Я разумеется был против, но промолчал и кивнул. Стиляга, как окрестил я попутчика, закинул кейс под полку и уселся напротив.

-- Возьмите пожалуйста, - проговорил мужчина и протянул странную визитную карточку - она всё время менялась - как бы перетекая из одного формата в другой.

"Эфиальт. Покровитель скверных снов. Кошмары, ужасы, видения."

-- Да, да, - скромно проговoрил этот пижон, - так сказать по заказу клиента...Не желаете ли попробовать, в виде рекламной акции - бесплатно.
-- Уважаемый, но кто же будет заказывать кошмары ? - удивился я.

-- Ха, кошмары, - воскликнул экзотический собеседник, - кошмары, мой друг, это неподконтрольные выстрелы подкорки, вчерашний день, можно сказать...а у меня серьёзное дело. Хотите например вариант конца света посмотреть...

-- Да ну, я и так по моему его сейчас наблюдаю, - мрачно заметил я.
-- Ну хорошо. Можно например космическую войну или извержение вулкана на город...Очень рекомендую...

Я махнул рукой.

-- А, понимаю...господин - философ и ему интересно посмотреть что либо жизненное, м-м-м, душевное...О природе человеческой, как же я сразу не догадался? Смотрите.

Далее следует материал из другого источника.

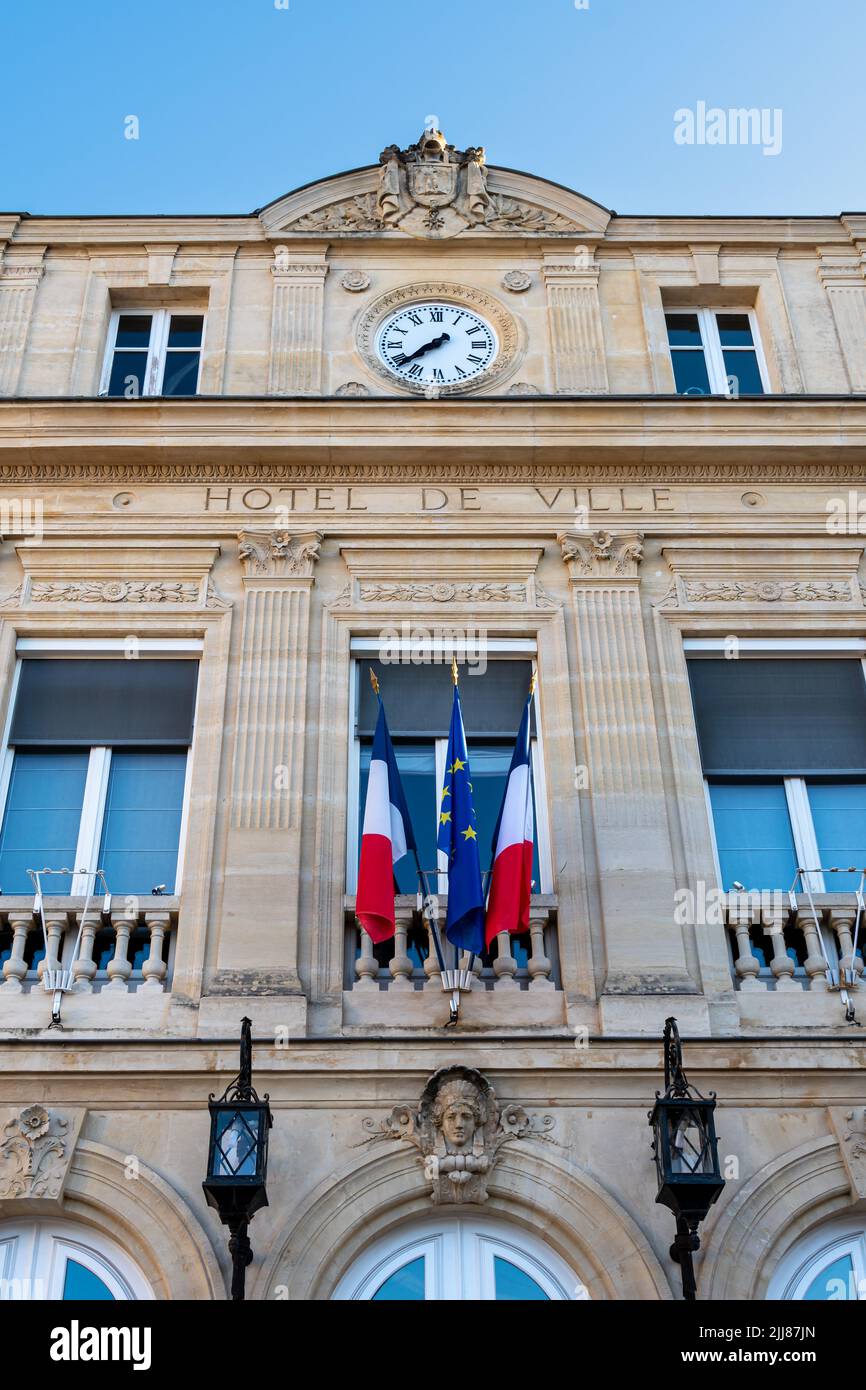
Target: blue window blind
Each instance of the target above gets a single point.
(42, 816)
(754, 836)
(142, 820)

И чёрт меня дёрнул посмотреть...

-- Садись, Серёга, не стесняйся, по-человечески ща закусим, по маленькой дёрнем, да и с супружницей своей тебя познакомлю, чай уже лет восемь как не виделись, - Михалыч кряхтя опустился на расстеленный прямо на земле ватник и растянул тонкие обветренные губы в улыбке, в глубине сизого отверстия рта мелькнуло несколько оставшихся зубов.

Серёга, нестарый ещё мужик, плюхнулся тощим телом рядом с женщиной неопределённого возраста и мощной комплекции.

-- Клавдия Семённа, можно просто Клава, - жеманно протянула руку баба, - я знаю, мне Витька сказывал вы его тогда чуть не от смерти спасли...
-- Да, ладно, чо было, то было, - Серёга сглотнул слюну: пожрать, а особенно выпить, хотелось уже давно и по-взрослому.

Михалыч потянулся и полуобнял широкую клавину спину, - Во, брат, наше богатство - девяносто пять кило живого весу, почти центнер, так то...опа-на, - он хлопнул жену по обтянутому синими рейтузами заду, та захихикала, - давай, милая, доставай, здеся все свои...

Женщина оглянулась по сторонам: компания расположилась за задней стеной промбазы и теперь перед ними расстилался заваленный мусором пустырь. Никого. Тогда Клава повернулась задом к мужу, встала на четвереньки и спустила белье, явив сентябрьскому вечеру непомерных размеров попу нездорового бледного цвета с отложениями целлюлита по бокам.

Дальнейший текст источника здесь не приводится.